第54話 目指せ覇道〜項羽に転生しました・前編

「貴様らのような愚物に、この覇王・項羽が討ち取れると思うのかぁ!?」

 俺の右手が30倍の大きさになり、雑兵を次々となぎ倒していく。

「滅せよ!! 気功砲!」

 放たれるオーラが二千人の秦兵を吹き飛ばす!


 しかし、秦兵はあまりにも多かった。

 数万、いや数十万の兵士に囲まれ、矢も受けて体が次第に重くなってきた。

「ぐっ! この覇王が膝をつくなどと!」

 無意識に膝をついたことにショックを受ける。

 そこに背中に斬撃を受けた。

 背後に無数の兵士が迫り、槍が、剣が貫いていく。



『......お帰り』

 女神の冷たい視線が向いてくる。

「た、ただいま」

『秦も倒せず死んできたわね』

「おかしいなぁ」



 話は少し前に遡る。

『項羽に転生することになったわ』

「項羽!」

 項羽というと、その死に様から個人として無茶苦茶強そうに感じる。正直、中国史で個人最強は誰かと聞かれると呂布ではなく項羽というイメージだ。

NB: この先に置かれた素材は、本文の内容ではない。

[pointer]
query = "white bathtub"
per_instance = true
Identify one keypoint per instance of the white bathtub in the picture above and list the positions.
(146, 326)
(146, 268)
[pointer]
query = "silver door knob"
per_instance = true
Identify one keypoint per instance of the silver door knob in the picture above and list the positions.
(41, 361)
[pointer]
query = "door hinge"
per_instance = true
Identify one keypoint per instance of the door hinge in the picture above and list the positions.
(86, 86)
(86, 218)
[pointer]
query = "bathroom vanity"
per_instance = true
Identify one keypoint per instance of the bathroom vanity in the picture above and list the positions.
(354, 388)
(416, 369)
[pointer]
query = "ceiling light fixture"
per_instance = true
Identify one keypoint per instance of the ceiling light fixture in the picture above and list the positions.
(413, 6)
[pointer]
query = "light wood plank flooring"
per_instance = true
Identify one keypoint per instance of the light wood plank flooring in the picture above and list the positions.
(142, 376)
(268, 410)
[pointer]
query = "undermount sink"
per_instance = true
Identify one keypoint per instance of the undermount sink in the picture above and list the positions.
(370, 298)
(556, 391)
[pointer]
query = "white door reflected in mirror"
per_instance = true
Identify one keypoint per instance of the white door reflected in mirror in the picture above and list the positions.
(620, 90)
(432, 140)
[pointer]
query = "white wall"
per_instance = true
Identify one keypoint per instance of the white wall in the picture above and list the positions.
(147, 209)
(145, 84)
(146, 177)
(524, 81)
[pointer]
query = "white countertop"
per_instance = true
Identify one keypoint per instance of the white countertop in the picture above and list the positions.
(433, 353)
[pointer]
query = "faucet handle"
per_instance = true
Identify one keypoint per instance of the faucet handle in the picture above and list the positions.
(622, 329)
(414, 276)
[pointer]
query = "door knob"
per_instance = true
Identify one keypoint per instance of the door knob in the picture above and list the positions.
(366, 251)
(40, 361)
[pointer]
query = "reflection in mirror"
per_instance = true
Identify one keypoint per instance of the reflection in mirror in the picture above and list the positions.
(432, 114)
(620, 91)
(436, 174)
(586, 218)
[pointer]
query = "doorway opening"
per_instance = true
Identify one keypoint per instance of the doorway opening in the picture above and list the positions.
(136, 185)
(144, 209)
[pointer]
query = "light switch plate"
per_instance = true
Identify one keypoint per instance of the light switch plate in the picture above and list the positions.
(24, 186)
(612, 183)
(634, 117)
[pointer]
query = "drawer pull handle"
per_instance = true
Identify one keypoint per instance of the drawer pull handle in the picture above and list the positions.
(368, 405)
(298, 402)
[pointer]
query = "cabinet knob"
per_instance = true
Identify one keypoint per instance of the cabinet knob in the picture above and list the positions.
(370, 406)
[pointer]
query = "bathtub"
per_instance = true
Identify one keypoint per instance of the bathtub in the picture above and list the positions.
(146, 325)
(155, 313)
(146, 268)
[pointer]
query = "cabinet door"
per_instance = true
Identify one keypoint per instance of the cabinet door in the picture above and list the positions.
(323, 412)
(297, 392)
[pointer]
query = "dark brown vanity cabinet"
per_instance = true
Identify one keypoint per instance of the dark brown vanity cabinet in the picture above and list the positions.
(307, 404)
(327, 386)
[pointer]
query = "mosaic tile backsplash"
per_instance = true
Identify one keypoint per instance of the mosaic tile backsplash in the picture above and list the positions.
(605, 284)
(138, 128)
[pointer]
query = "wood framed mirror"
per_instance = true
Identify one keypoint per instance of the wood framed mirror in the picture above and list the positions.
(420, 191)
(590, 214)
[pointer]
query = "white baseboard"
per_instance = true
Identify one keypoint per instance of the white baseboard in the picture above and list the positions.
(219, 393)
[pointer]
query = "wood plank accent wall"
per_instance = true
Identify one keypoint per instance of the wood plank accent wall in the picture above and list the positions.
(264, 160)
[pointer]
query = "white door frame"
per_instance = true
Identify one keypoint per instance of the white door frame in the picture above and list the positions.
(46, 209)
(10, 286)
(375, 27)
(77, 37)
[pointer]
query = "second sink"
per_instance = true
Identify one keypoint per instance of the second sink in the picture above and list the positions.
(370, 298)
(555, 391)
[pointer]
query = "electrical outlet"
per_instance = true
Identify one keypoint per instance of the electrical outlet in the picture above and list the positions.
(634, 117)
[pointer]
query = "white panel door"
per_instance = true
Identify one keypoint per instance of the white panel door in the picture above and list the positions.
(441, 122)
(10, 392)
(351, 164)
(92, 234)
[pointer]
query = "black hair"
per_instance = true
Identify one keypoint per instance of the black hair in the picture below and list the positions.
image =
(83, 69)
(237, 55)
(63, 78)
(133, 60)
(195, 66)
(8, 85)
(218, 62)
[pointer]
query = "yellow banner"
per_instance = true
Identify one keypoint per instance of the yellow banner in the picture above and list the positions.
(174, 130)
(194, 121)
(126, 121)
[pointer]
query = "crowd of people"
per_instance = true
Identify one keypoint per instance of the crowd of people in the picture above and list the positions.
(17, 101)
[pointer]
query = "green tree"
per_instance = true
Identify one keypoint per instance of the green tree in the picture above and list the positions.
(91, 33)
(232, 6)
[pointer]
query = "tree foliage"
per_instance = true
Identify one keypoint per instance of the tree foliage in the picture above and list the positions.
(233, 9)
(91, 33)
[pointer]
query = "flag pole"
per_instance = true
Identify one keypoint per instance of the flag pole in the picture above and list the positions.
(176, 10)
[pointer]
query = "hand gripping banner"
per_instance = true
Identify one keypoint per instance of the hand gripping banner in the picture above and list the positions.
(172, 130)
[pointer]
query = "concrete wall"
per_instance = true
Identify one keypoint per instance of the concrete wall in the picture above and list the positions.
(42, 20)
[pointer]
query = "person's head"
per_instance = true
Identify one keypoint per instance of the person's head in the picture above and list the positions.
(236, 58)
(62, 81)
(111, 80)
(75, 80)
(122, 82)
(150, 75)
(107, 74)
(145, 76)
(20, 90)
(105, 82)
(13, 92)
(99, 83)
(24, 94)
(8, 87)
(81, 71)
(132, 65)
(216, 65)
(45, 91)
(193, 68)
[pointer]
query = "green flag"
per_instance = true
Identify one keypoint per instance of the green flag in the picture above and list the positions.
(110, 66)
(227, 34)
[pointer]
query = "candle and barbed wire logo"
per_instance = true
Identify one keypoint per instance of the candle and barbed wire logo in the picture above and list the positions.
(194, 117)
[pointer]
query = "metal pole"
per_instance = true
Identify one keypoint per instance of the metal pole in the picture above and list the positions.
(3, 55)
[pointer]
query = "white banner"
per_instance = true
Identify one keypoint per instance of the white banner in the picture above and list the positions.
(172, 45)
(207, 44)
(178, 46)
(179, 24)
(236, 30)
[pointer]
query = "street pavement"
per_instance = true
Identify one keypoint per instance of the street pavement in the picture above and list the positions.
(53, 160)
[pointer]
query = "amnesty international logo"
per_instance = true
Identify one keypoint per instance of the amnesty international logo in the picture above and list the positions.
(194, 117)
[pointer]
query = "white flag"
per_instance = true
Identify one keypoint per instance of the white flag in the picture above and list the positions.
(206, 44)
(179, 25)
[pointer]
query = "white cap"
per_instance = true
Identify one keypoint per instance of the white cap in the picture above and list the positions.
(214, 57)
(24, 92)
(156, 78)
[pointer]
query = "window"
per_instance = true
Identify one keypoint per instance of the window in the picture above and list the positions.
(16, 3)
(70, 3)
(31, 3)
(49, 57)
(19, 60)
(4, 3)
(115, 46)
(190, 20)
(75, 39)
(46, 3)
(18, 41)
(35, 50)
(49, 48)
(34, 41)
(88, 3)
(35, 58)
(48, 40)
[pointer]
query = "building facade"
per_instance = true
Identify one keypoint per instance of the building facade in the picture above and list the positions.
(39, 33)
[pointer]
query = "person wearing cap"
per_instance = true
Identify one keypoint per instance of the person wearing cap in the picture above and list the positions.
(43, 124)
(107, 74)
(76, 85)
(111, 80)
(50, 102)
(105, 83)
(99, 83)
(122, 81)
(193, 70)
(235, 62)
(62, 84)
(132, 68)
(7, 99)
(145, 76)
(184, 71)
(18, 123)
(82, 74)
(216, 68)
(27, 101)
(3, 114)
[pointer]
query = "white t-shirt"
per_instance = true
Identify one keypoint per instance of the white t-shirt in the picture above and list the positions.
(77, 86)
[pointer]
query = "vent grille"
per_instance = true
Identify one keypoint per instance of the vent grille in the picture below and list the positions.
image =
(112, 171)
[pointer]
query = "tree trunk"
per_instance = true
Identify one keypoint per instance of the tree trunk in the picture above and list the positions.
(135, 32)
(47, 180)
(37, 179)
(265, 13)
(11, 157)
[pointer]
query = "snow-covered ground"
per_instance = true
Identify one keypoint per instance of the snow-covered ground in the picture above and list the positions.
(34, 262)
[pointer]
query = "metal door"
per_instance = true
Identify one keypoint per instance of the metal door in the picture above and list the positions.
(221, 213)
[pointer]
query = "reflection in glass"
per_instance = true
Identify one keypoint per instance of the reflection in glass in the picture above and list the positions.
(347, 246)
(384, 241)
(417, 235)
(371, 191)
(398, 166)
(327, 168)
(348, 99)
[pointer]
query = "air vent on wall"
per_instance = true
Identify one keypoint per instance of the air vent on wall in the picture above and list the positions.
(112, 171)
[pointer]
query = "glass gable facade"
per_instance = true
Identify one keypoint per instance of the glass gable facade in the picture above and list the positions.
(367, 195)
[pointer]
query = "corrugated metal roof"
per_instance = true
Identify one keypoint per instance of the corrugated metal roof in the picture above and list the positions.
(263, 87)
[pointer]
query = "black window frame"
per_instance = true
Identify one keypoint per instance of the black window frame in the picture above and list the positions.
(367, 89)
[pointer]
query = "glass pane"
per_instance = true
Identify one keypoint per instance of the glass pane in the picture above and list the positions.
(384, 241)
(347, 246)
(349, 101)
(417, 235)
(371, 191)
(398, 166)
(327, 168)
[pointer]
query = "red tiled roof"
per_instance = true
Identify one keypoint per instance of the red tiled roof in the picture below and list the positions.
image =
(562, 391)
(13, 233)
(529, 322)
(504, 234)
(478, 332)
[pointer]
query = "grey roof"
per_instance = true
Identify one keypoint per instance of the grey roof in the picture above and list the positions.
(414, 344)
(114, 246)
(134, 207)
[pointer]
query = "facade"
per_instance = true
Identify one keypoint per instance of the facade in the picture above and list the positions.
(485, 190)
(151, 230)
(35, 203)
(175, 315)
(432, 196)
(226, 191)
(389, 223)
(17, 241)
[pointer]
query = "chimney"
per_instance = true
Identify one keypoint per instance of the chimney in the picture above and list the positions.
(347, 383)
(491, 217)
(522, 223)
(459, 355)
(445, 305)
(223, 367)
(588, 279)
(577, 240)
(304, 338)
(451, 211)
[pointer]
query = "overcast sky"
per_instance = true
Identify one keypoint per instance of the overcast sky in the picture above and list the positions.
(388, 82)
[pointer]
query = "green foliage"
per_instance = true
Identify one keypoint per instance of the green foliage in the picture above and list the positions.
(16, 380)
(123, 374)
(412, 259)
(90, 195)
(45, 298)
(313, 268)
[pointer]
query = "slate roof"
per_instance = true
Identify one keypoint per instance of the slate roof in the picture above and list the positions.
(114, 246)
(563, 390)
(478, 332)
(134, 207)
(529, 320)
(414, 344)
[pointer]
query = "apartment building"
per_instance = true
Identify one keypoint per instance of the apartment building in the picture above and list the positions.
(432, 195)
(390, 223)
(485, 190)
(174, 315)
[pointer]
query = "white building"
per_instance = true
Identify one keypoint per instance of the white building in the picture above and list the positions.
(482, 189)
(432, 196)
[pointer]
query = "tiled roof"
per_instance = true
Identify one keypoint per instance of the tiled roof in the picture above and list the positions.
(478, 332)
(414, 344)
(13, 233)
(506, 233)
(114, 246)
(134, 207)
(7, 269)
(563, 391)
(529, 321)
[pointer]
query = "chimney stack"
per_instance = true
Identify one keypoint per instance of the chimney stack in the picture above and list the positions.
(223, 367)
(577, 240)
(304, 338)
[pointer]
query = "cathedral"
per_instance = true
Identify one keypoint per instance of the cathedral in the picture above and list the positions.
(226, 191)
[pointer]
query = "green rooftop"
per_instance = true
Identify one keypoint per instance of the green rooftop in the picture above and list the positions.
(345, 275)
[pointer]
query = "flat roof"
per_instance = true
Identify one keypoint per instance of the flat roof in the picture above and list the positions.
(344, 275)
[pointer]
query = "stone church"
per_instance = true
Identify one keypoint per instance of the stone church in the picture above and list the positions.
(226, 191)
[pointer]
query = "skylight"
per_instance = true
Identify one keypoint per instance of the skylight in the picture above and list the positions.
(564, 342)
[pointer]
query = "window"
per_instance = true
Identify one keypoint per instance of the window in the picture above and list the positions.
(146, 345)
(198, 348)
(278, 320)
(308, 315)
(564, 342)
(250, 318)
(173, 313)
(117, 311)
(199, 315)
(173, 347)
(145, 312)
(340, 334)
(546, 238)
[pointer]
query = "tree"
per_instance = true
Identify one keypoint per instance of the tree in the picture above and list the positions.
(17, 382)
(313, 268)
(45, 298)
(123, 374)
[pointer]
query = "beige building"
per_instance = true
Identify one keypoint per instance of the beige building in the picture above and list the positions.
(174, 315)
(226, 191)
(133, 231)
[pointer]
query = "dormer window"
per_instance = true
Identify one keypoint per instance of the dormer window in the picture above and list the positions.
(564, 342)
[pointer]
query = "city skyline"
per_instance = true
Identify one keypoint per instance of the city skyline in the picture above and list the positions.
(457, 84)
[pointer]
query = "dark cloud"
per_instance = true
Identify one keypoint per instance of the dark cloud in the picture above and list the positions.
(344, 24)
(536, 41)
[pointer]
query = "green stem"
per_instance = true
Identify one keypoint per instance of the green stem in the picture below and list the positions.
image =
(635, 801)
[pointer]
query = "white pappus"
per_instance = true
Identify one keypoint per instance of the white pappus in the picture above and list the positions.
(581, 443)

「項羽だったら、ひたすら鍛えたら北斗神拳とか亀仙流とかそんなものでも使えそうな気がする。よし、俺は個人の武勇だけで中国を支配するぞ。陰険なやり口や政治工作とは無縁のスカッとした生涯を送るんだ!」

『はぁ......。まあ、勝手にやってちょうだい』



 かくして、俺は項羽に転生し、ひたすらに武道を極めた。

 その結果がこれである。


 やはり本人も言っていた通り、剣術など頼りにならない、兵法を極めよということのようだ。

『スカッとした生涯だったわね』

「全然、スカッとしていねえよ!」

 ゲームを楽しんでいても、負けてしまっては何ともならない。

 これが劉邦に負けたのならあきらめも付くが、秦に負けたとなると俺は完全に間違えていたことになる。


「もう一回やり直させてくれ! 今度は真面目にやるから」

『ということは、散々文句言っていた政治工作とか陰険なやり口にたよるわけね』

「くっ、まあ、そういうことになるが、とにかくせめて劉邦との決戦にもちこむまでは引くわけにはいかん!」


「親にゲームを止められそうになって、必死に抗弁している子供のようですわ」

「うるせーわ! 郁子! 項羽の人生にはな、ロマンがあるんだよ! 十代で中国の支配者に上り詰めたのは項羽と李世民しかいないんだぞ」

『はぁ、もう一回だけよ』

 かくして、俺は再度項羽の人生に挑むことになった。